Anjani duduk di sofa dengan pandangan kosong, memikirkan tawaran Renjanu yang belum lama ini ia terima. Sedangkan Renjanu duduk di sebelahnya, menatap Anjani dengan penuh harap dan kekhawatiran. Atmosfir malam itu penuh dengan ketegangan dan rasa ingin tahu akan apa yang akan terjadi selanjutnya.

Anjani perlahan meraih pita tape milik Renjanu dan mencari tape yang belum pernah ia putar sebelumnya. Ia memilih pita tape yang bertuliskan angka lima, yakin bahwa itu adalah urutan yang benar. Ketika suara Renjanu mulai terdengar dari alat pemutar itu, pipi lelaki itu memerah malu, mendengarkan suaranya sendiri.

Gadis itu terkekeh melihat tingkah Renjanu. Biasanya Renjanu lah yang gemas melihat tingkah Anjani. Kini menjadi terbalik, lelaki itu nampak sangat menggemaskan. "Janu harus tutup mata," bisik Anjani. Gadis itu sudah lebih dulu memejamkan matanya.

Renjanu tak tau seperti apa alur menuju masa lalu yang Anjani maksud. Jadi, ia hanya mengikuti apa yang gadis itu katakan. Tanpa memberikan pertanyaan, Renjanu menaruh penuh kepercayaannya pada Anjani.

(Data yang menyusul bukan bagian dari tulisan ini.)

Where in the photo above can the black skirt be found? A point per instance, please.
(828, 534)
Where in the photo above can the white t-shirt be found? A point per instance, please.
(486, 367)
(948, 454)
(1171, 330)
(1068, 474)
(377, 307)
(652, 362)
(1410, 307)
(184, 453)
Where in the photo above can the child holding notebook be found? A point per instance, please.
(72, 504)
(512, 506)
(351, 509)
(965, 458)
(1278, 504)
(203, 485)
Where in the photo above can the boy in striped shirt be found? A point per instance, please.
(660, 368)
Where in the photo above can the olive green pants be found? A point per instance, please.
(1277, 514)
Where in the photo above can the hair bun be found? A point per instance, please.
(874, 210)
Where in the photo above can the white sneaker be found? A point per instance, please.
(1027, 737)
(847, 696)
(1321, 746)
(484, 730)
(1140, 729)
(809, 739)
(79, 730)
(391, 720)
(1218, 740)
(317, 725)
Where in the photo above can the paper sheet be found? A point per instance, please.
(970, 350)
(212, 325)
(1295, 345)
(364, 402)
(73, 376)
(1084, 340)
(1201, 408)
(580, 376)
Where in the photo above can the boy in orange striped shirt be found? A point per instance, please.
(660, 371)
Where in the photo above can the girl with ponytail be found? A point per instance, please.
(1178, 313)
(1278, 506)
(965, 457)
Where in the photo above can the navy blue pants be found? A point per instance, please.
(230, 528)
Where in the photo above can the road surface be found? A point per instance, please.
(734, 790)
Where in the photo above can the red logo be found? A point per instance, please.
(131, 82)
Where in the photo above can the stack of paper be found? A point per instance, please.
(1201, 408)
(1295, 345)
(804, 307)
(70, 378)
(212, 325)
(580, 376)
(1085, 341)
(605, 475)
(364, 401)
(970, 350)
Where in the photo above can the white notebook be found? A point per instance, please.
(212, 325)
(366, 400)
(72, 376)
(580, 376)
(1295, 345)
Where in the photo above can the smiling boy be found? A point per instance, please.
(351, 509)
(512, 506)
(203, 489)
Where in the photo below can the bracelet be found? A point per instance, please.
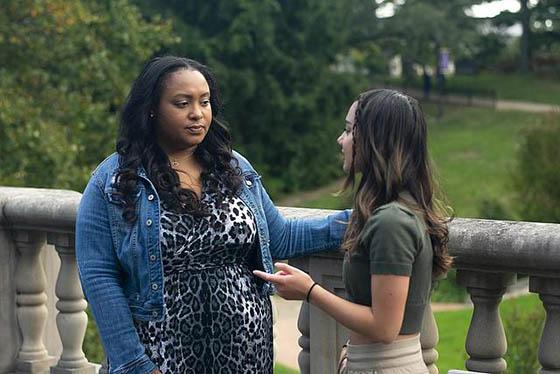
(309, 292)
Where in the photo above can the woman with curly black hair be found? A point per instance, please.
(396, 239)
(170, 227)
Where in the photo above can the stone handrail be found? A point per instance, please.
(488, 257)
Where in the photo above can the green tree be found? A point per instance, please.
(540, 23)
(419, 29)
(65, 69)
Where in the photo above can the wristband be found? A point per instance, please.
(309, 292)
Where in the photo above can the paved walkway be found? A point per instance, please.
(486, 102)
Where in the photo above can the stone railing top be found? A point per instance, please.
(514, 246)
(508, 246)
(39, 209)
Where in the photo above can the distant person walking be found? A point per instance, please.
(426, 84)
(396, 239)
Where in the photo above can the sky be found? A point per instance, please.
(483, 10)
(486, 9)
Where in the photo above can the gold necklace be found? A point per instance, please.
(176, 162)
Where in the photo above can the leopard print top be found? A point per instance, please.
(216, 320)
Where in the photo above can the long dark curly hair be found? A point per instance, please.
(137, 146)
(391, 153)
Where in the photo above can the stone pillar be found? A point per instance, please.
(549, 347)
(72, 318)
(429, 335)
(486, 340)
(303, 341)
(429, 338)
(31, 297)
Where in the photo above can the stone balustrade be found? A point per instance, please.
(488, 257)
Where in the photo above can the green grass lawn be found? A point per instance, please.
(515, 87)
(474, 153)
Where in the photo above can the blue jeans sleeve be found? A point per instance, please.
(100, 276)
(297, 237)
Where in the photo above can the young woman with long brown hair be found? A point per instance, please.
(396, 239)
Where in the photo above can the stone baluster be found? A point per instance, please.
(486, 340)
(549, 347)
(72, 319)
(429, 338)
(429, 335)
(304, 361)
(31, 298)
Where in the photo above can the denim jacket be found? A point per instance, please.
(120, 263)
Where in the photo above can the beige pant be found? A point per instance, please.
(400, 357)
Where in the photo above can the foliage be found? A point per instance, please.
(65, 68)
(420, 28)
(92, 342)
(541, 24)
(523, 331)
(536, 178)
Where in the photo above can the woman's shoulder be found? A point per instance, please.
(392, 216)
(106, 168)
(243, 163)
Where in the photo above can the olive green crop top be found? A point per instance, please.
(393, 241)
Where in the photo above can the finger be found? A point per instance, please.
(282, 266)
(274, 278)
(262, 274)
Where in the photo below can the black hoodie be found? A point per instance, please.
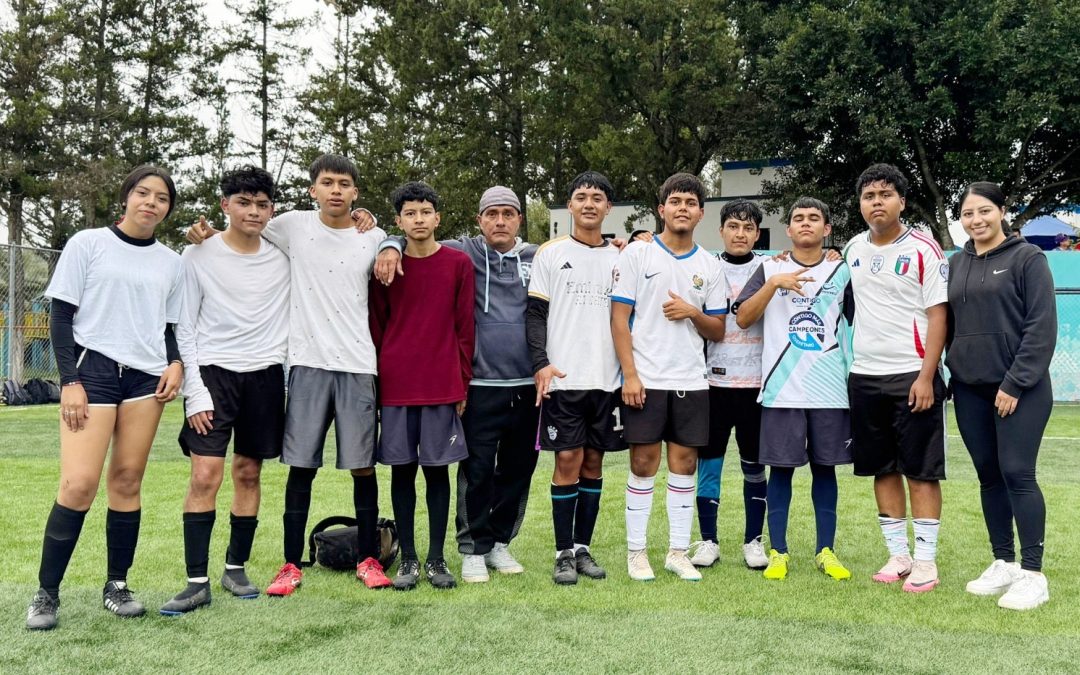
(1002, 316)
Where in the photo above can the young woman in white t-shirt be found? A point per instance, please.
(116, 294)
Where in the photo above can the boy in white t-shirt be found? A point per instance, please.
(667, 298)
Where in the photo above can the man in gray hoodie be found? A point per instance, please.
(500, 419)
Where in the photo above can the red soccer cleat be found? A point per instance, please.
(286, 581)
(370, 572)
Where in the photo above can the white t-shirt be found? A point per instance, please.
(576, 281)
(125, 295)
(331, 270)
(737, 361)
(806, 358)
(893, 285)
(669, 354)
(235, 313)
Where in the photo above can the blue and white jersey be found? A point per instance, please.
(669, 354)
(807, 353)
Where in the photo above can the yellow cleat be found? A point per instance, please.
(828, 564)
(778, 565)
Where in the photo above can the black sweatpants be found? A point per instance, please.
(1004, 450)
(500, 426)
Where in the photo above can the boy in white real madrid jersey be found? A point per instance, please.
(669, 296)
(900, 279)
(805, 418)
(577, 374)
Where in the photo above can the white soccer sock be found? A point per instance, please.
(926, 538)
(680, 497)
(895, 535)
(638, 508)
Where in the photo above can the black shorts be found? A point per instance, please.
(794, 436)
(109, 383)
(887, 436)
(572, 419)
(677, 417)
(733, 408)
(248, 408)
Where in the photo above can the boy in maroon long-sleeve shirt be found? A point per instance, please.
(423, 331)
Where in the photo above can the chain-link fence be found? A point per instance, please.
(25, 350)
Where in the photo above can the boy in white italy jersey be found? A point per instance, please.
(669, 297)
(233, 336)
(804, 374)
(900, 279)
(577, 372)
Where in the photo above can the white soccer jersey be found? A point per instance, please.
(737, 362)
(125, 295)
(235, 313)
(805, 359)
(669, 354)
(576, 281)
(329, 270)
(893, 286)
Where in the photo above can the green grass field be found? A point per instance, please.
(732, 621)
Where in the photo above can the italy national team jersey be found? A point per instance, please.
(737, 361)
(576, 281)
(669, 354)
(893, 286)
(805, 359)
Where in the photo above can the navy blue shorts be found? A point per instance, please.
(109, 383)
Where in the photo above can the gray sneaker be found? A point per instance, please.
(190, 598)
(473, 569)
(42, 612)
(499, 559)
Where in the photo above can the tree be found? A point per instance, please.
(950, 92)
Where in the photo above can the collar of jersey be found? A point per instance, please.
(685, 255)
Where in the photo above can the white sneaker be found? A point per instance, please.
(637, 565)
(473, 569)
(1027, 592)
(678, 563)
(754, 553)
(705, 553)
(499, 559)
(996, 579)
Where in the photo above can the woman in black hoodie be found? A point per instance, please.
(1002, 332)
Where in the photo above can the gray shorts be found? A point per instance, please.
(794, 436)
(429, 434)
(315, 399)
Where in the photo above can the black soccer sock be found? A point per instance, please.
(241, 538)
(198, 526)
(121, 537)
(564, 503)
(437, 480)
(365, 502)
(403, 499)
(297, 504)
(62, 534)
(588, 509)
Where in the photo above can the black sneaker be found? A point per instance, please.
(566, 571)
(586, 565)
(439, 574)
(408, 575)
(190, 598)
(120, 601)
(235, 581)
(41, 615)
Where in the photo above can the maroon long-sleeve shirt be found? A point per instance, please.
(423, 329)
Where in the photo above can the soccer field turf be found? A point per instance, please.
(732, 621)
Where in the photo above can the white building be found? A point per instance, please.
(740, 180)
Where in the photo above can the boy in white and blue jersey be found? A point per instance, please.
(669, 296)
(805, 364)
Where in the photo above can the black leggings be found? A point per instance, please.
(1004, 453)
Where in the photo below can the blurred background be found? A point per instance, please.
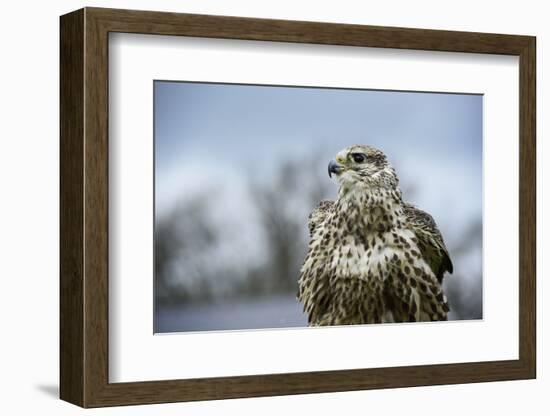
(238, 169)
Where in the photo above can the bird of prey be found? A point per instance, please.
(372, 257)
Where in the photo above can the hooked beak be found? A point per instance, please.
(334, 167)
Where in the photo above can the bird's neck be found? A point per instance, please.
(372, 209)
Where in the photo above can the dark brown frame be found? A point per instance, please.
(84, 208)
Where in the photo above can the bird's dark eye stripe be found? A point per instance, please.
(359, 157)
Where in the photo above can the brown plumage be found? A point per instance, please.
(372, 257)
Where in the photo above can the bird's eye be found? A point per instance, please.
(358, 157)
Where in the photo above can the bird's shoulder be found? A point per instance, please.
(430, 241)
(319, 214)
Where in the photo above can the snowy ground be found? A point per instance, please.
(271, 312)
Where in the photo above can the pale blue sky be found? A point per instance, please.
(220, 133)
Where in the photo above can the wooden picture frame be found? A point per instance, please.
(84, 207)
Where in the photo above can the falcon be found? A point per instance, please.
(372, 257)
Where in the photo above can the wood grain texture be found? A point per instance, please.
(84, 207)
(71, 208)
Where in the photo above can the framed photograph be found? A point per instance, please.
(255, 207)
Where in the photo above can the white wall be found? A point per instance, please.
(29, 209)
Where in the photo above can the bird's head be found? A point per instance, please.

Suasana kian menghening. Hanya ada suara Renjanu yang keluar dari alat pemutar. Anjani menggengam erat tangan Renjanu, merasa sedikit cemas tapi juga penuh harap.

Harusnya sekarang Anjani merasakan kantuk. Namun, setelah memejamkan matanya ia tidak merasakan apapun. Suara rekaman Renjanu pun telah usai, membuat malam itu makin sepi. Matanya terus memejam, merapalkan harapan semoga ia bisa kembali ke sana lagi.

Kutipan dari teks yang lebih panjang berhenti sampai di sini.